NSA Accused of Buying Americans’ Internet Browsing Data Without Warrant

US Senator Ron Wyden has penned a letter alleging that the US National Security Agency (NSA) is buying internet browsing data of Americans from commercial brokers without a warrant. The letter suggests that US intelligence agencies have been acquiring data about Americans from private data brokers for several years.

Senator Wyden compared this act of federal agencies purchasing private records without a warrant to using a credit card to bypass the Fourth Amendment. Furthermore, Wyden declared that Federal agencies were breaking the FTC rules regarding data selling.

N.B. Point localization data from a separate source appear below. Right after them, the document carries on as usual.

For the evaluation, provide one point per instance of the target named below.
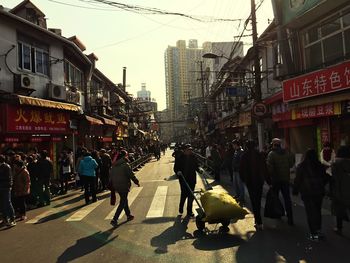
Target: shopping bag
(220, 205)
(113, 198)
(273, 206)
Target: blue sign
(237, 91)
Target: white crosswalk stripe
(54, 210)
(131, 198)
(83, 212)
(158, 203)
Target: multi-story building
(314, 40)
(144, 93)
(45, 85)
(182, 71)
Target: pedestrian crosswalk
(131, 198)
(73, 209)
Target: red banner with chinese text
(318, 111)
(21, 119)
(317, 83)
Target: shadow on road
(171, 178)
(282, 244)
(215, 241)
(177, 232)
(59, 214)
(86, 245)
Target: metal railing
(140, 161)
(204, 162)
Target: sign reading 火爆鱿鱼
(22, 119)
(323, 110)
(324, 81)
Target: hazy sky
(137, 41)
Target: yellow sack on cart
(220, 205)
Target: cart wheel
(199, 223)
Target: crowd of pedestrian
(317, 175)
(26, 179)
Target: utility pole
(257, 71)
(257, 74)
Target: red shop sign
(36, 120)
(317, 83)
(323, 110)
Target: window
(327, 42)
(73, 76)
(313, 55)
(33, 59)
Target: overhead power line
(156, 11)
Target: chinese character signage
(245, 119)
(280, 112)
(317, 83)
(236, 91)
(323, 110)
(36, 120)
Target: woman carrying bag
(310, 181)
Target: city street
(69, 231)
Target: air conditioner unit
(102, 111)
(279, 71)
(57, 92)
(100, 102)
(24, 81)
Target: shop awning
(25, 100)
(93, 121)
(109, 122)
(142, 132)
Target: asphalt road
(68, 231)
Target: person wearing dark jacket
(217, 162)
(120, 178)
(236, 160)
(44, 165)
(252, 170)
(6, 183)
(21, 187)
(310, 181)
(279, 162)
(186, 167)
(106, 164)
(87, 170)
(341, 186)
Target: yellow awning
(47, 103)
(109, 122)
(93, 121)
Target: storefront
(32, 125)
(316, 107)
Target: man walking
(186, 167)
(239, 185)
(45, 169)
(6, 182)
(252, 170)
(121, 176)
(279, 162)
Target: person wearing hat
(279, 162)
(186, 167)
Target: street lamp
(213, 56)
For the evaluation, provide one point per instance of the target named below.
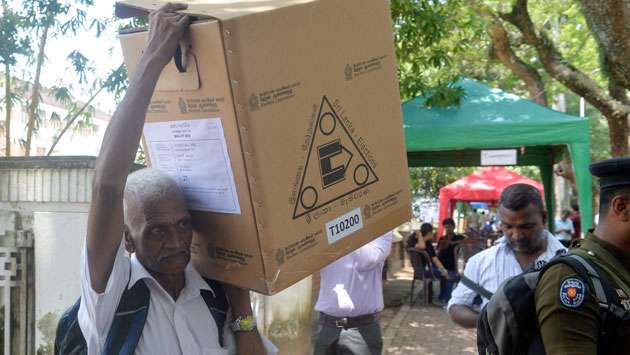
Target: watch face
(245, 323)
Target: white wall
(58, 244)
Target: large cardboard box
(284, 130)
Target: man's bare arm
(120, 143)
(463, 315)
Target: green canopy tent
(489, 120)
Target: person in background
(576, 220)
(564, 228)
(422, 240)
(350, 298)
(446, 255)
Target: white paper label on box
(498, 157)
(194, 153)
(344, 225)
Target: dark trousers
(331, 340)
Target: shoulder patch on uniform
(572, 292)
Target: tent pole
(546, 174)
(583, 180)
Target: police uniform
(568, 312)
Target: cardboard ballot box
(284, 131)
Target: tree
(12, 44)
(44, 18)
(609, 22)
(115, 83)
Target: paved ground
(419, 329)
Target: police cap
(612, 172)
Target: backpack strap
(128, 322)
(613, 312)
(69, 338)
(482, 291)
(217, 303)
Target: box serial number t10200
(344, 225)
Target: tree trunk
(8, 105)
(35, 92)
(559, 68)
(72, 119)
(502, 50)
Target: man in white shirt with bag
(350, 298)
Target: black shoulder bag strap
(128, 323)
(476, 287)
(217, 303)
(613, 312)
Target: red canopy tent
(484, 185)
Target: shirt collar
(194, 282)
(552, 245)
(623, 257)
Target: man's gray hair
(148, 183)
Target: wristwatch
(246, 323)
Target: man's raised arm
(120, 143)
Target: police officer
(568, 312)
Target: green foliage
(13, 42)
(429, 35)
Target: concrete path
(419, 329)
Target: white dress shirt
(353, 286)
(490, 267)
(184, 326)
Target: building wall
(50, 199)
(58, 245)
(85, 142)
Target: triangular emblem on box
(335, 166)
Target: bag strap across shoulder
(217, 304)
(613, 312)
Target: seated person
(446, 254)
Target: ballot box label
(344, 225)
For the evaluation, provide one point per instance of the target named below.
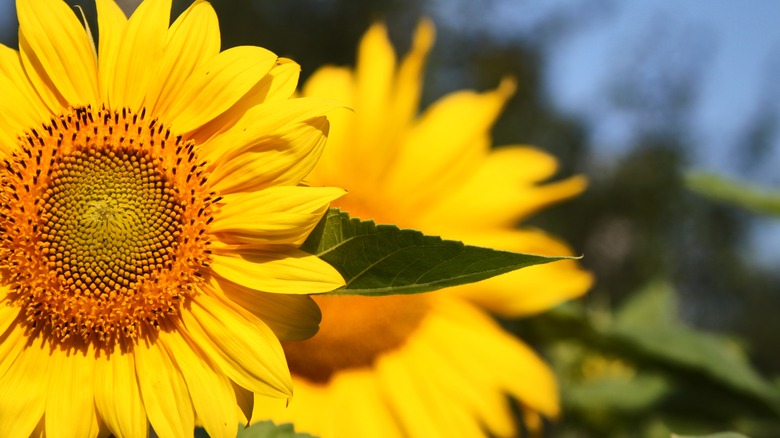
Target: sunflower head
(151, 211)
(106, 219)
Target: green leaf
(383, 259)
(267, 429)
(752, 198)
(648, 322)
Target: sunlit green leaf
(714, 435)
(267, 429)
(746, 196)
(383, 259)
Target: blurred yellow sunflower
(432, 364)
(150, 214)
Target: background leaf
(383, 259)
(640, 371)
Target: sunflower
(150, 215)
(433, 364)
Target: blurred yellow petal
(446, 145)
(71, 79)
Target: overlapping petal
(117, 395)
(286, 270)
(282, 215)
(59, 79)
(245, 350)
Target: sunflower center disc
(109, 219)
(104, 219)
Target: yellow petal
(216, 85)
(139, 55)
(374, 75)
(117, 396)
(193, 39)
(163, 391)
(276, 159)
(288, 271)
(402, 395)
(246, 351)
(482, 398)
(336, 84)
(246, 402)
(13, 342)
(408, 86)
(57, 53)
(263, 121)
(291, 317)
(371, 416)
(23, 391)
(501, 191)
(111, 26)
(70, 410)
(276, 215)
(210, 390)
(21, 104)
(278, 85)
(495, 355)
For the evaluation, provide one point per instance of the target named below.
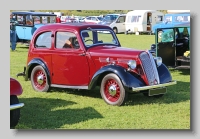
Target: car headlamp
(158, 61)
(132, 64)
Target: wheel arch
(128, 80)
(36, 62)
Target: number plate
(157, 91)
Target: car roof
(186, 13)
(75, 26)
(33, 13)
(187, 24)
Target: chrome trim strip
(153, 86)
(16, 106)
(65, 86)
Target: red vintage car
(94, 57)
(15, 105)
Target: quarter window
(63, 38)
(43, 40)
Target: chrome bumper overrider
(153, 86)
(16, 106)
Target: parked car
(141, 21)
(15, 105)
(94, 59)
(115, 21)
(173, 46)
(171, 20)
(29, 21)
(93, 19)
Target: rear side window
(43, 40)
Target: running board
(72, 87)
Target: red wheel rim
(39, 74)
(112, 96)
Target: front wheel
(39, 79)
(112, 90)
(14, 114)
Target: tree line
(88, 12)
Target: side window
(29, 20)
(160, 18)
(66, 40)
(37, 19)
(20, 20)
(43, 40)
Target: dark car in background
(173, 45)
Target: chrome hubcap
(112, 90)
(40, 79)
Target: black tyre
(39, 79)
(14, 114)
(112, 90)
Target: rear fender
(34, 63)
(164, 74)
(15, 87)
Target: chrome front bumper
(16, 106)
(152, 86)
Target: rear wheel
(14, 114)
(39, 79)
(112, 90)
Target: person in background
(58, 20)
(13, 35)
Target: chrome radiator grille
(149, 67)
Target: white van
(115, 21)
(142, 20)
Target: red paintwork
(15, 87)
(67, 67)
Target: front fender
(128, 80)
(15, 87)
(32, 64)
(164, 74)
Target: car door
(165, 47)
(70, 66)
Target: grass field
(72, 109)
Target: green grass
(73, 109)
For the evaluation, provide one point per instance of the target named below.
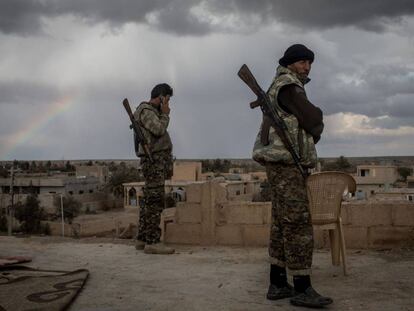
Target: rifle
(268, 110)
(137, 130)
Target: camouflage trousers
(291, 234)
(153, 203)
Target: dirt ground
(213, 278)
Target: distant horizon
(66, 66)
(190, 159)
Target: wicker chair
(325, 192)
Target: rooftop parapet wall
(209, 219)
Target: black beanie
(296, 53)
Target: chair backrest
(325, 192)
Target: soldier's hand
(165, 106)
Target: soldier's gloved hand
(165, 107)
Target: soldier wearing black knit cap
(291, 235)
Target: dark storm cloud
(27, 93)
(380, 90)
(179, 16)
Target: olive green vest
(303, 142)
(156, 143)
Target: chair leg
(333, 239)
(342, 242)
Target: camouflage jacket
(154, 126)
(303, 142)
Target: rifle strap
(264, 132)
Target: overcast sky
(66, 65)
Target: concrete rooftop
(213, 278)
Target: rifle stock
(278, 123)
(137, 129)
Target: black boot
(306, 296)
(279, 287)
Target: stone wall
(207, 218)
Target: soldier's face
(301, 67)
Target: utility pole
(10, 210)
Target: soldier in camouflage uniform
(153, 118)
(291, 236)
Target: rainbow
(38, 122)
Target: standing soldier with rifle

Previously, in 2021, Wyden had unveiled that the Defense Intelligence Agency (DIA) had been collecting location data from Americans’ phones. The recent letter to Senator Wyden from Ronald Moultrie, the Under Secretary for Defense and Intelligence and Security in the Department of Defense, expressed that he was unaware of any legal requirement for the DOD to obtain a court order to acquire, access, or utilize information that is as readily available to foreign adversaries, U.S. companies, and private individuals as it is to the US Government.

The letter from Senator Wyden also involved a plea to the Director of National Intelligence to have the Intelligence Community conduct an inventory of the personal data bought about Americans to ascertain whether it complies with the FTC’s rules for legal personal data sales. If data found does not conform, Wyden urges it be promptly purged.

Senator Wyden believes that, if the Intelligence Community has a specific need for such data, their requirement should be communicated to both Congress and, as far as possible, to the American public.